Let's jump right in and start with the Java adoption.

1. Java Adoption

The 2016 numbers had Java 7 adoption at 29.5% and Java 8 at 64.3%.

The numbers today - April 2017 (exactly one year later) - look quite different:

As you can see, Java 8 adoption has reached a solid 75% of the developer community.

This is quite encouraging to see and it also means that we're very much ready for Java 9 to finally be here.

Let's have a look at the Spring and Spring Boot numbers next.

2. Spring Adoption

The 2016 numbers had Spring 4 adoption at 81% and Spring 3 at 18%.

Let's have a look at the 2017 numbers now:

Spring 4 has inched up from 81% to 85% and Spring 3 has gone down from 18% to about 12% over the course of a year.

What's also quite interesting is that more than 2% of developers are using the Spring 5 milestones - which is a lot higher than the 1% using Java 9 milestones.

Finally, note that these numbers represent the developers that are using Spring. Overall, 25.5% of the developers answered they're not using the framework. 

3. Spring Boot Adoption

Boot is seeing some incredible adoption in the Spring ecosystem - that much is clear. Last year, the adoption numbers were at 53% - which is very high considering just how new the project really is.

Well, this year, growth is still going strong: ​

We can see that, summed up - the adoption number for Boot jumped from 53% to 70% - which is huge year over year growth. ​

4. IDE Market Share

Time to look at the market share of IDEs in 2017:

The trend was pretty clear last year as well - Eclipse is bleeding users to IntelliJ and NetBeans. 

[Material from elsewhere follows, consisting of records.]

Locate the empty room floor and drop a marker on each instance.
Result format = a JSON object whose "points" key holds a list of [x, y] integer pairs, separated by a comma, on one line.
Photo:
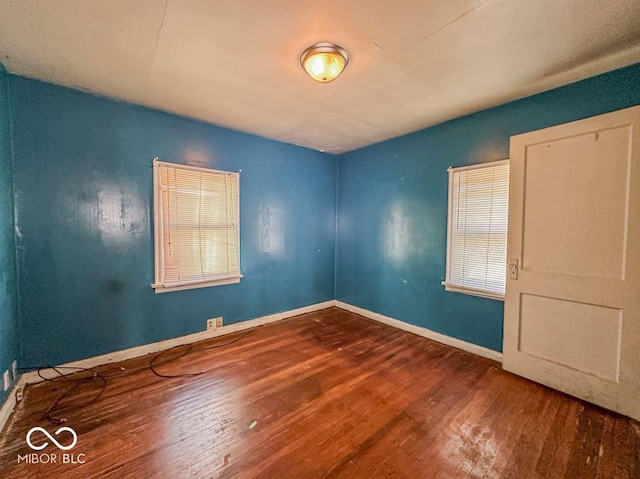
{"points": [[325, 394]]}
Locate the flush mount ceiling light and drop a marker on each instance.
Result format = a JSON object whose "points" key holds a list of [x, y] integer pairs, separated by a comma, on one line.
{"points": [[324, 61]]}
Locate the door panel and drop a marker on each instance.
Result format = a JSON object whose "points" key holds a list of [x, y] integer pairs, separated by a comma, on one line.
{"points": [[572, 316]]}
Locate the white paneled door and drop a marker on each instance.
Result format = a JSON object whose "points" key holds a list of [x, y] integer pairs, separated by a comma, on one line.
{"points": [[572, 306]]}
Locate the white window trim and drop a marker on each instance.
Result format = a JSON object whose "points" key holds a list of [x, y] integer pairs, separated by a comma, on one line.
{"points": [[158, 241], [453, 287]]}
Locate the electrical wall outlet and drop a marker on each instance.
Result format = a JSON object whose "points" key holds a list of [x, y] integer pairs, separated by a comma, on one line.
{"points": [[214, 323]]}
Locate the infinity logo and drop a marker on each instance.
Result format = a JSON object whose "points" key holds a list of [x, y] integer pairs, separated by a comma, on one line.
{"points": [[57, 433]]}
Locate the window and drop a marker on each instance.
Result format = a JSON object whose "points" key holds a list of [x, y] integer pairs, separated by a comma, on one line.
{"points": [[477, 229], [196, 231]]}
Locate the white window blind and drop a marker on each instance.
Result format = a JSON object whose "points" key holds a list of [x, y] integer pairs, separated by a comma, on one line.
{"points": [[197, 227], [477, 229]]}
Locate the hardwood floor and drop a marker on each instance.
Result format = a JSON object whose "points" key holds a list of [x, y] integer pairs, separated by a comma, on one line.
{"points": [[327, 394]]}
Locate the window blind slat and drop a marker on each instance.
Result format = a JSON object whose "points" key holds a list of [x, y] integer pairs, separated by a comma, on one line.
{"points": [[200, 225], [479, 204]]}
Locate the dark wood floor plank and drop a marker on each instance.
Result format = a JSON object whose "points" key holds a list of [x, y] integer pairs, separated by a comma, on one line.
{"points": [[328, 395]]}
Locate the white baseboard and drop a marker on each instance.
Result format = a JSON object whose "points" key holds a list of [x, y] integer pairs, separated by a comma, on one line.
{"points": [[424, 332], [10, 403], [117, 356], [32, 377]]}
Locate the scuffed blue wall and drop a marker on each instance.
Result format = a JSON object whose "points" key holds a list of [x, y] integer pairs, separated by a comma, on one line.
{"points": [[392, 206], [83, 192], [9, 332]]}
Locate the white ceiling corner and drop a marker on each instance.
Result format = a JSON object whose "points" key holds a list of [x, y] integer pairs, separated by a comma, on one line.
{"points": [[414, 63]]}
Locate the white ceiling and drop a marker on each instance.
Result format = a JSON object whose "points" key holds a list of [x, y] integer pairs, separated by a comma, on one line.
{"points": [[234, 63]]}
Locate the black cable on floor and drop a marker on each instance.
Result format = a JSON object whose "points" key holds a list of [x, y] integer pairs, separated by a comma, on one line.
{"points": [[52, 413]]}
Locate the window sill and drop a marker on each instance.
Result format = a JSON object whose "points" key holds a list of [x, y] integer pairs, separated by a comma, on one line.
{"points": [[454, 288], [166, 288]]}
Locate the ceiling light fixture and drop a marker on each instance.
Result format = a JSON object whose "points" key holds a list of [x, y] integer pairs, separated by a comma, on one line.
{"points": [[324, 61]]}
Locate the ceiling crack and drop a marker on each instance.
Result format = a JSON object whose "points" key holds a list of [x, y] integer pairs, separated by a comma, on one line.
{"points": [[155, 49]]}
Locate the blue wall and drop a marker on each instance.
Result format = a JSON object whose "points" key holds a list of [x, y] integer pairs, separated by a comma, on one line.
{"points": [[83, 192], [393, 206], [9, 333], [82, 187]]}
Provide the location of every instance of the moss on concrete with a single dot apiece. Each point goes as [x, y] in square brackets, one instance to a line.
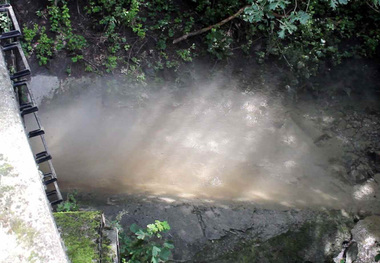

Last year, Eclipse was at a respectable 48% and it's now sitting at a 40.5% - which is a severe, near double-digit drop in a single year.

5. JVM Languages

This year, we asked a new question in the survey - "Are you using other JVM based languages?".

Here are the super interesting results:

Groovy is clearly leading the pack with a strong 40%, Scala's following suit with over 28.5% and Kotlin is number 3 - with a surprising 11.5%.

Note this data is adapted to the "yes" answers - developers who are using other JVM languages. Overall, 57% of developers are only using Java.

6. Build Tools Market Share

On to build tools. Last year, we had Maven sitting at 72.5% and Gradle at 19%.

Well, this year's numbers are quite close - surprisingly, Maven's slowly getting even more traction and is now at 76% and Gradle is just slightly down to 18%.

The build tools market seems to be a lot more stable than the rest of the Java ecosystem, where things are changing a lot more and a lot quicker.

7. Running your own blog?

We added this question in the survey out of pure curiosity. Here are the results:

Hopefully, more and more developers are going to start writing and putting their work out there.

8. Conclusion

The 2017 numbers are quite interesting and somewhat surprising in some respects.

Java 8 adoption has hit 75%, only a few months away from the GA of Java 9.

The Spring community has fully adopted Spring 4 - over 85% - and Spring Boot is up to 70% as well - which means that most Spring developers are actively using the new framework as well.

On the IDE side of things, IntelliJ is clawing market share from Eclipse with the same effectiveness as last year, and with no signs of slowing down any time soon.

The build landscape is much more quiet, with Maven continuing to be the dominant player and actually gaining ground, despite no major releases this last year.

And finally, JVM languages are getting a lot of traction as well - given that almost half of the developers who answered the survey are actively using a second language.

This is going to be an exiting year in the Java community.